İmam Nablûsî “Ta’tîrü’l-En’âm fi Ta’bîri’l-Menâm” ismini verdiği eserinin önsözünde Allah’a hamd, Resulü’ne salât ve selamdan sonra şöyle demektedir:
-Yüce Allah kerîm kitabında buyuruyor ki: “Onlar için dünya hayatında da, âhirette de müjdeler vardır. “(1) Bu mübarek âyetin tefsirinde müfessirlerden bazıları: “Dünya hayatındaki müjdeden murad, dünyada bizzat kendisinin veya kendi hakkında bir başkasının gördüğü sâlih rüyadır. Ahiretteki müjdeden murad ise Allah’ı görmektir.” demişler ve bu âyet-i celîleyi böyle izah etmişlerdir. Kâinatın Efendisi de şöyle buyurmuşlardır: “Sâlih rüyaya inanmayan kimse Allah’a ve ahiret gününe iman etmemiştir.” Müminlerin temiz ve pak annesi Hazret-i Aişe (r.anha) demiştir ki: -Resûlullah (s.a.v.)’de vahyin başlangıcı sâlih rüyalardı. Herhangi bir rüya gördüklerinde sabah aydınlığı gibi aynen zuhur ederdi... Rivayet edilir ki, bir gün Allah’ın Resulü, Hazret-Î Ebu Bekir (r.a.)’e hitaben dediler ki: -Yâ Ebâ Bekir, öyle bir rüya gördüm ki, güya ikimiz bir merdivenden çıkıyor muşuz, ancak ben seni iki basamak geçmişim!.. Hazret-i Ebu Bekir (r.a.) ılık gözlerini Allah Resulünün mübarek cemaline dikip: -Ey Allah’ın Resulü, dedi. Allah sizin ruhunuzu alıp rahmetine kavuşturduktan sonra ben iki buçuk sene daha yaşarım!.. (Cihan sıddikı Hazret-i Ebu Bekir’in bu tâbiri aynen gerçekleşmiştir...) Yine bir başka gün Allah’ın Resulü, Hazret-i Sıddîk-ı Ekber’e: -Yâ Ebâ Bekir, dediler. Rüyamda gördüm ki, siyah bir koyun bana tâbi olup benim peşimden ve o siyah koyuna da beyaz bir koyun tâbi olup onun peşinden geliyordu... Hazret-i Ebu Bekir (r.a.), Nebiler Nebisinin rüyasını şu şekilde tâbir ettiler ve dediler: -Ey Allah’ın Resulü, size ilk önce Araplar tâbi olacak, Arab’a da Arap olmayanlar ittiba edecektir... (Bu tâbir de ayniyle kısa zamanda zuhur etti.) Yüce Allah, Hazret-i Yûsuf’a rüya ilmini ihsan ve ikram buyurmuştu. Buna işaretle Kur’ân-ı Kerim’de şöyle buyuruluyor: “Rabbin seni seçecek ve sana rüya tâbirini öğretecektir.”(2) Rüya ilmi, insanlığın ve âlemin başlangıcından beri akıp gelen bir ilimdir ki, nebiler ve resuller o ilim ile amel etmişlerdir. Peygamberlerin çok kerre rüya ile verdikleri haberler, kendilerine rüya ânında Rableri tarafından vahyedilen şeylerdir.Rüyalar üç kısma ayrılır:
- Allahu Teâlâ tarafından müjde olarak gösterilen bir rüyadır ki, hadis-i peygamberi ile anlatılan sâlih rüya budur.

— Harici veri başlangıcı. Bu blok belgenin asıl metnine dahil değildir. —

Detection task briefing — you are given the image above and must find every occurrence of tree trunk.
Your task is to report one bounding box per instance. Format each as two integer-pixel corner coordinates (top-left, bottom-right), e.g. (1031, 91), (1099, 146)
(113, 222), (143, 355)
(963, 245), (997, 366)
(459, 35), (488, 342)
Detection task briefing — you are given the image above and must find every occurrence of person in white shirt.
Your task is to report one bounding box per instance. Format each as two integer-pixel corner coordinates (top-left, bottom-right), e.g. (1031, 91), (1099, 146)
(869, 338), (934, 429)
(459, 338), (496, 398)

- Şeytan tarafından korkutmak için vâki olan rüyadır.
- İnsanın bizzat kendi düşünce ve haliyle meydana getirdiği kuruntuların neticesinin rüya şeklinde tecelli etmesidir.
Bâtıl rüyalar da vardır ve yedi çeşittir:
- Üzüntü, keder ve arzuların tesiri ile insanın meydana getirdiği karmakarışık rüyalar.

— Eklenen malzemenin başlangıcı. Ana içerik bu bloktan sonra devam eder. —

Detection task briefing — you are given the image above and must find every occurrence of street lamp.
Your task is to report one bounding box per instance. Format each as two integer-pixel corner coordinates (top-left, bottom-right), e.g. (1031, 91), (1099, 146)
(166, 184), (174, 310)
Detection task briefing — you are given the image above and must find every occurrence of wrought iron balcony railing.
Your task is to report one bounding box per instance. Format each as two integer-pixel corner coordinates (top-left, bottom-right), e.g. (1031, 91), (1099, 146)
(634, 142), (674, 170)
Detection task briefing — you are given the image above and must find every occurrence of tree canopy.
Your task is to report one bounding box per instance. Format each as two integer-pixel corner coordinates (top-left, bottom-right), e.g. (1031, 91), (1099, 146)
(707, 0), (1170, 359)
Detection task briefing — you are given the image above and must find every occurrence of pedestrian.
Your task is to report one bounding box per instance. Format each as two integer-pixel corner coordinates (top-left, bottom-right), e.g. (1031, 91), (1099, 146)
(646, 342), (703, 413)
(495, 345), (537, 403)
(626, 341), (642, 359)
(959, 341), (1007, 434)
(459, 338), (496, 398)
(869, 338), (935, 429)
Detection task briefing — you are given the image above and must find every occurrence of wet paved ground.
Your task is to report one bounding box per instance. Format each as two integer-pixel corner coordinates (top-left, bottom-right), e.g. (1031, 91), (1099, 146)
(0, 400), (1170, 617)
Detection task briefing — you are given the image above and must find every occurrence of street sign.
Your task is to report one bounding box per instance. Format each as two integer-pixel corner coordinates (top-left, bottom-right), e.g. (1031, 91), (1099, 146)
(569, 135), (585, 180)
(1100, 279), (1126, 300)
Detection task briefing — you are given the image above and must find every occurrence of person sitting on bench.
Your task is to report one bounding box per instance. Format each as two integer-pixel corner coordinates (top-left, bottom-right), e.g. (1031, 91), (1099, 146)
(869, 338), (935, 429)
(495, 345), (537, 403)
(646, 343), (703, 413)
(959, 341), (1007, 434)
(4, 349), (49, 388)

- İnsanın rüyada ihtilâm olması. Bu rüyanın da tâbiri yoktur..
- Şeytan tarafından korkutmak için gösterilen rüyadır ki, rüyayı görene hiçbir zararı erişmez...
- Cin taifesinin gösterdiği şeylerdir ki, rüya sahibi rüya esnasında bundan da zahmet çeker...
- İblis’in gösterdiği ve temeli bâtıl rüyadır ki, bu zaten rüyadan sayılmaz.
- İnsan bünyesinin anormal ve kederli zamanında gördüğü rüyalardır. Ve bunlar da rüyadan sayılmaz...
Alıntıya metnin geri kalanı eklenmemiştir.